>>16805528 (OP)
let's say that lottery numbers are compromised of [math]n[/math] digits (between 0 and 9, including 0 and 9). we will have a total of [math]10^n[/math] lottery numbers.
what does "picking random" means? it can pick randomly with equal probability two different numbers ignoring others (0 probability for others). let's us say that every number's probability equal to [math]\frac{1}{10^n}[/math], for simplicity we will denote it as [math]p(n)[/math]. so now the question is: if we pick numbers for infinite ammount of time, will we get every number?
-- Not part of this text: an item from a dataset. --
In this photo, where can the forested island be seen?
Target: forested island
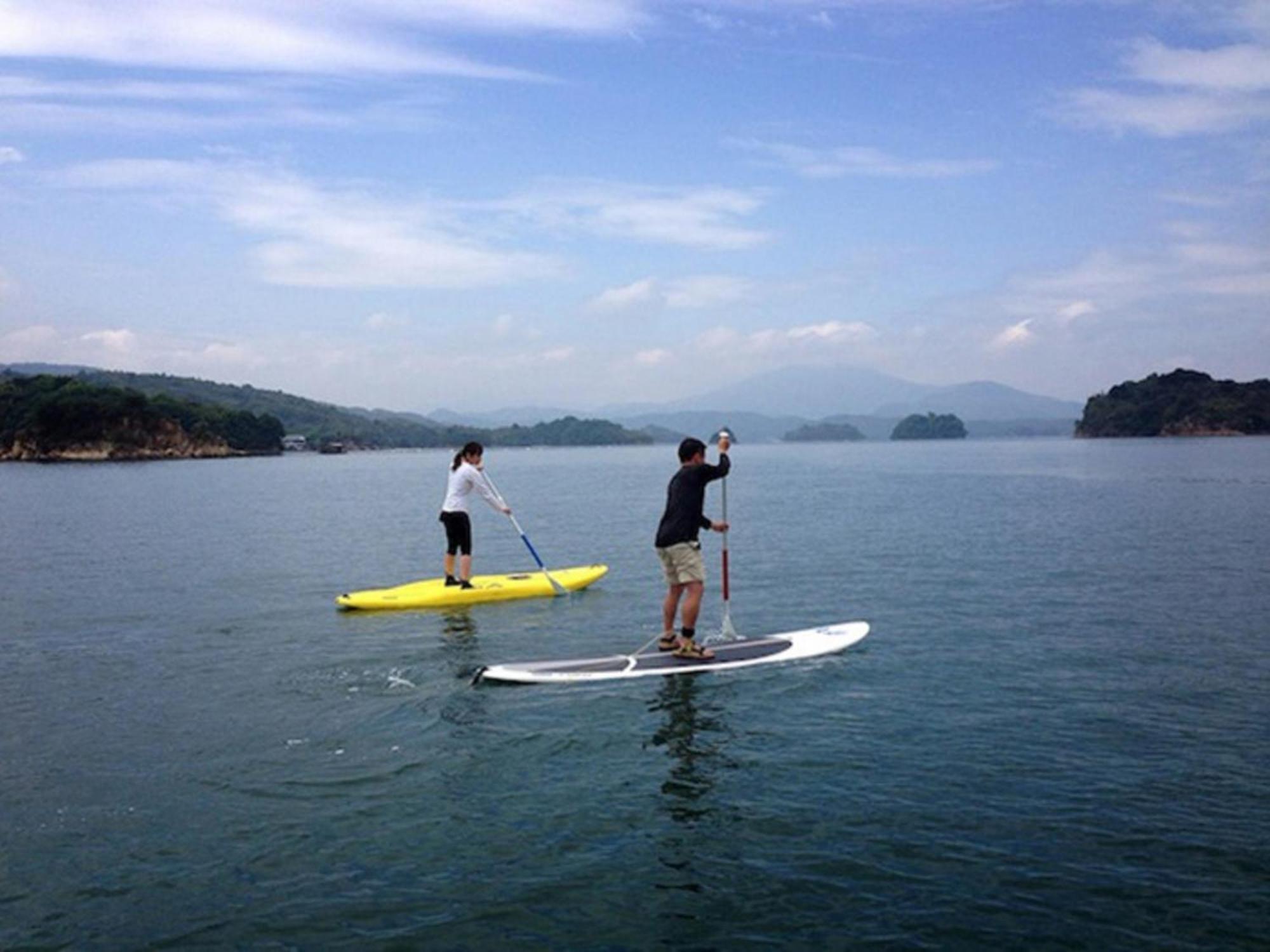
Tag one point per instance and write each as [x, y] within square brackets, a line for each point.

what is the probability of picking a number [math]x[/math] for our first attempt? well, obviously [math]p(n)[/math], not a big number for a big [math]n[/math]. maybe we could pick [math]x[/math] in two attempts? we draw two numbers from the machine, what is the probability that [math]x[/math] is one of them? we have three variants: pulled [math]x[/math] in first attempt, pulled [math]x[/math] in second attempt, pulled [math]x[/math] twice. the total probability will be [math]p(n)(1-p(n)) + (1-p(n))p(n) + p(n)^2[/math]. bigger than [math]p(n)[/math] but still a small number for sufficiently large [math]n[/math].
okay, what about the general case? quite easy: it will be complementary probability of not getting [math]x[/math]. so the probability of getting at least 1 time the number [math]x[/math] in [math]k[/math] equals to [math]1 - (1-p(n))^k[/math]. as you can see, because [math]0<1-p(n)<1[/math] as [math]k[/math] grows we will have that [math](1-p(n))^k \rightarrow 0[/math]. in this sense, in infinite ammount of time we will get [math]x[/math] no matter what.
concrete example: let's say [math]n[/math] equals to 6, then we have [math]1-p(6) = 0.999999[/math]. let [math]k[/math] be [math]10 000 000[/math] (ten million), then the probability of [math]x[/math] being picked at least once in ten million is [math]1 - 0.999999^10000000 \approx 0.9999546[/math]. yep, a safe bet that it will be picked.